Literature DB >> 19446573

Arsenate-induced maternal glucose intolerance and neural tube defects in a mouse model.

Denise S Hill1, Bogdan J Wlodarczyk, Laura E Mitchell, Richard H Finnell.   

Abstract

BACKGROUND: Epidemiological studies have linked environmental arsenic (As) exposure to increased type 2 diabetes risk. Periconceptional hyperglycemia is a significant risk factor for neural tube defects (NTDs), the second most common structural birth defect.

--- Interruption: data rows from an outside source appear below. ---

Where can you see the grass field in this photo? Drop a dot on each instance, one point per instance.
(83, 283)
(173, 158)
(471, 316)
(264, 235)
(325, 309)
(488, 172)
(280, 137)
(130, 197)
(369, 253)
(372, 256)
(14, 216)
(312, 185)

A suspected teratogen, arsenic (As) induces NTDs in laboratory animals.
OBJECTIVES: We investigated whether maternal glucose homeostasis disruption was responsible for arsenate-induced NTDs in a well-established dosing regimen used in studies of arsenic's teratogenicity in early neurodevelopment.
METHODS: We evaluated maternal intraperitoneal (IP) exposure to As 9.6 mg/kg (as sodium arsenate) in LM/Bc/Fnn mice for teratogenicity and disruption of maternal plasma glucose and insulin levels. Selected compounds (insulin pellet, sodium selenate (SS), N-acetyl cysteine (NAC), l-methionine (L-Met), N-tert-Butyl-alpha-phenylnitrone (PBN)) were investigated for their potential to mitigate arsenate's effects.
RESULTS: Arsenate caused significant glucose elevation during an IP glucose tolerance test (IPGTT). Insulin levels were not different between arsenate and control dams before (arsenate, 0.55 ng/dl; control, 0.48 ng/dl) or after glucose challenge (arsenate, 1.09 ng/dl; control, 0.81 ng/dl). HOMA-IR index was higher for arsenate (3.9) vs control (2.5) dams (p=0.0260). Arsenate caused NTDs (100%, p<0.0001). Insulin pellet and NAC were the most successful rescue agents, reducing NTD rates to 45% and 35%.
CONCLUSIONS: IPGTT, insulin assay, and HOMA-IR results suggest a modest failure of glucose stimulated insulin secretion and insulin resistance characteristic of glucose intolerance. Insulin's success in preventing arsenate-induced NTDs provides evidence that these arsenate-induced NTDs are secondary to elevated maternal glucose. The NAC rescue, which did not restore maternal glucose or insulin levels, suggests oxidative disruption plays a role.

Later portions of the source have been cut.